Incluso la definición misma de qué es una mentira está abierta a interpretación. ¿Es mentira presentar la imagen de un electrón como una partícula con posición, en vez de una abstracta nube de probabilidades definidas por una ecuación? Siempre, según el especialista; a veces no, según los fines que persiga el divulgador.

Algo equivalente sucede en ciencia. Para químicos y biólogos, los electrones-partícula (e incluso los átomos de Bohr, con sus órbitas planetarias) pueden resultar perfectamente útiles y adecuados. Y para muchos fines –incluso la navegación espacial–, la física newtoniana permite hacer cálculos y predicciones tan precisos como se requiera, por más que desde el punto de vista de la relatividad einsteiniana sea sólo una aproximación inexacta.

Al abordar temas de frontera, la distinción verdad/mentira es aún más borrosa. Confróntese, por ejemplo, a dos especialistas en un mismo tema y consúltese con ellos la definición precisa de algún término o concepto de frontera, y se tendrá de inmediato una acalorada discusión.

¿Qué es entonces una mentira en divulgación científica? Así como la ciencia académica construye representaciones útiles pero siempre inexactas (ecuaciones, modelos, simulaciones…) para tratar de comprender el mundo, en realidad la divulgación construye siempre mentiras, imprecisiones, metáforas más o menos exactas para intentar comunicar dichas representaciones con la fidelidad adecuada… pero no más.

5 de enero de 2007

¿Podemos tener una teoría de la divulgación?

por Martín Bonfil Olivera
publicado en El muégano divulgador, núm. 35 (enero-marzo de 2007)

Mucho se habla sobre la necesidad de realizar investigación sobre la divulgación científica.

Nadie podría oponerse. Es una propuesta académica que refleja la necesidad que tiene una disciplina en pleno desarrollo de reflexionar sobre su labor, en forma sistemática y sustentada con argumentos y evidencias, para tratar de a) entender mejor en qué consiste y b) encontrar respuestas a los problemas que plantea.

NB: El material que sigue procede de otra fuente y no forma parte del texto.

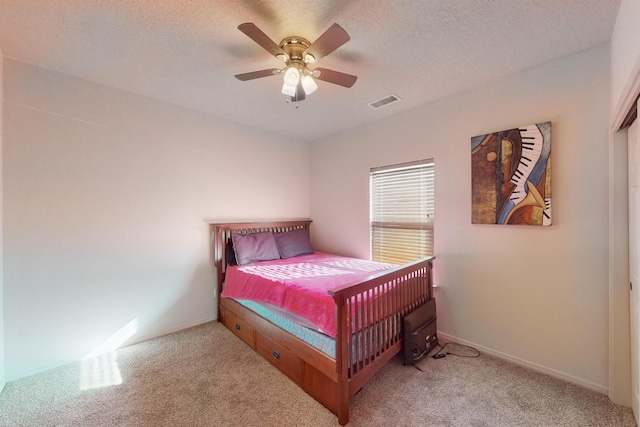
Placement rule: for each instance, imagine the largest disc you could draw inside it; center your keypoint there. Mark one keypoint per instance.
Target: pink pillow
(254, 247)
(293, 243)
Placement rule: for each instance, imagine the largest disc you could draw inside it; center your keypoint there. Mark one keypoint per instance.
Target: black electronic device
(420, 332)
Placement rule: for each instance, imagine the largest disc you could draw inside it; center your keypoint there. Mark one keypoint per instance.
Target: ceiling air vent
(384, 101)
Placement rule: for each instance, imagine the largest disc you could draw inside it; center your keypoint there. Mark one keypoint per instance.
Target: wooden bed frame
(371, 309)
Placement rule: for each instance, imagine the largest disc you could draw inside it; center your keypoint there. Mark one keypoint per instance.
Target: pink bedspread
(299, 284)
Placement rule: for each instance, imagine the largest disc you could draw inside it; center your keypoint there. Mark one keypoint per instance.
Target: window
(402, 211)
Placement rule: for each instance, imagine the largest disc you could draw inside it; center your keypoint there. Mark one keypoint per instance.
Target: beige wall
(107, 201)
(3, 377)
(538, 296)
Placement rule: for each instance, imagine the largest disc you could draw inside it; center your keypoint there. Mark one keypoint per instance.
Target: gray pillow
(254, 247)
(293, 243)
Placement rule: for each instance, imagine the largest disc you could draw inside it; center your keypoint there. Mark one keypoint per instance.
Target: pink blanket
(299, 284)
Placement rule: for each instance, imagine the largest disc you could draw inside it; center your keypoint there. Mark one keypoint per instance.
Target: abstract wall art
(511, 176)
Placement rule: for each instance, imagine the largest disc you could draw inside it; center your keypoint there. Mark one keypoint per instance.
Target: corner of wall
(2, 368)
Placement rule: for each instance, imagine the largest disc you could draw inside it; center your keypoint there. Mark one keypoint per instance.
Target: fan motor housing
(294, 47)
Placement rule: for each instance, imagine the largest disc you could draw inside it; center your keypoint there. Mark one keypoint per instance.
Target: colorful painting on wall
(511, 176)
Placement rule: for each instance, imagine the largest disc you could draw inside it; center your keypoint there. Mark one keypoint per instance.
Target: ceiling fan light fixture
(288, 90)
(309, 85)
(292, 76)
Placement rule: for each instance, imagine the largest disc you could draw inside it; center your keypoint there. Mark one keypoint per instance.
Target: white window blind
(402, 212)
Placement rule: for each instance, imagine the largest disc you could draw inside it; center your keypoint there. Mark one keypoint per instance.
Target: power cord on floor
(442, 353)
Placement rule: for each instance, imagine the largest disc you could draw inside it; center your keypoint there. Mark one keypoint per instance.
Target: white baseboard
(46, 367)
(534, 366)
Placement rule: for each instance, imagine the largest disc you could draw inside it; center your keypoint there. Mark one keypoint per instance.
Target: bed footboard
(369, 323)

Sobre la primera de estas interrogantes (definir la divulgación) se ha discutido mucho, aunque se ha logrado poco acuerdo. Ni siquiera hay consenso en cuanto al nombre de nuestra actividad (o sobre si es una actividad o una disciplina, o si más que de una debiera hablarse de un enjambre de actividades relacionadas).

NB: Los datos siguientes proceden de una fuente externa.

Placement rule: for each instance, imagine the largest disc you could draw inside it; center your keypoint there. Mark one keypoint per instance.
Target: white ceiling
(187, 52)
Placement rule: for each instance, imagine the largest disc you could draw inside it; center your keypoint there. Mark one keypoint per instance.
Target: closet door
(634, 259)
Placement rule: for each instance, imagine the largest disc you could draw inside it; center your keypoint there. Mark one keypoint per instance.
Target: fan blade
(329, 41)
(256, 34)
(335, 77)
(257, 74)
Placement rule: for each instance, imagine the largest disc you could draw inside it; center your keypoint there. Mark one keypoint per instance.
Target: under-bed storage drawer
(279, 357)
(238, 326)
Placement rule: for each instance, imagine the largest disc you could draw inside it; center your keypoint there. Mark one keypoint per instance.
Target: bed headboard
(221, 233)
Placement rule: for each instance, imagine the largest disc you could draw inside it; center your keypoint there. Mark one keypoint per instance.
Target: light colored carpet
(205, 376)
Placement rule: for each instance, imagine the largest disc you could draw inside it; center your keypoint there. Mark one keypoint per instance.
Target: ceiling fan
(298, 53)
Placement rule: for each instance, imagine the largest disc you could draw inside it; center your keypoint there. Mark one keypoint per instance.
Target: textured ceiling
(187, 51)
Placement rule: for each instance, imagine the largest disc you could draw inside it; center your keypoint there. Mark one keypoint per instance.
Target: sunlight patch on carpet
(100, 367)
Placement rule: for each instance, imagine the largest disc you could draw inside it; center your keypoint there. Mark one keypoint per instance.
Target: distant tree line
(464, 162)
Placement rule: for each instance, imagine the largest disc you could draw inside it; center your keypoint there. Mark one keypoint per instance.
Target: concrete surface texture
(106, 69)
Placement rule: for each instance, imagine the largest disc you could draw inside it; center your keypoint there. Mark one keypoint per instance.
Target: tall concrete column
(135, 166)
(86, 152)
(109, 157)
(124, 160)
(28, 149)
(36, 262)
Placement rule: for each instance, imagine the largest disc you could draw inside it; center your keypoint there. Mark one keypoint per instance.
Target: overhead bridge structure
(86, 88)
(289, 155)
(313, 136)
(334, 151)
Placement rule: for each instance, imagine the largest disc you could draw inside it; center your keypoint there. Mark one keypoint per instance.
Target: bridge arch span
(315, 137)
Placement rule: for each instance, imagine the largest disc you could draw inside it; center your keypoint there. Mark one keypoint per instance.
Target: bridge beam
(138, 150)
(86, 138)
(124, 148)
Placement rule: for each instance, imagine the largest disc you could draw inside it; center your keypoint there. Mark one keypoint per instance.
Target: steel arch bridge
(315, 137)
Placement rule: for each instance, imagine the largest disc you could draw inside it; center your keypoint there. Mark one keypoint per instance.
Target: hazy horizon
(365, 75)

El segundo problema requiere identificar cuál sería “el problema” (o problemas) de la divulgación. Para investigar, se debe tener clara la pregunta (o preguntas) cuya respuesta se busca.

A veces se cree, un tanto ingenuamente, que el problema obvio para la investigación en divulgación es averiguar cómo hacer más eficaz y confiable el proceso de “transmisión” del conocimiento científico al público. Se busca así una especie de “teoría de la divulgación” que permita lograr que sus resultados sean predecibles y reproducibles.

Desgraciadamente esta concepción simplista, aún si no fuera errónea (pues más que de simple transmisión se trata de un proceso complejo de construcción de conocimiento), sólo serviría para producir recetas: reglas o lineamientos acerca de los productos de divulgación que llevarían a una homogeneización poco práctica y menos provechosa.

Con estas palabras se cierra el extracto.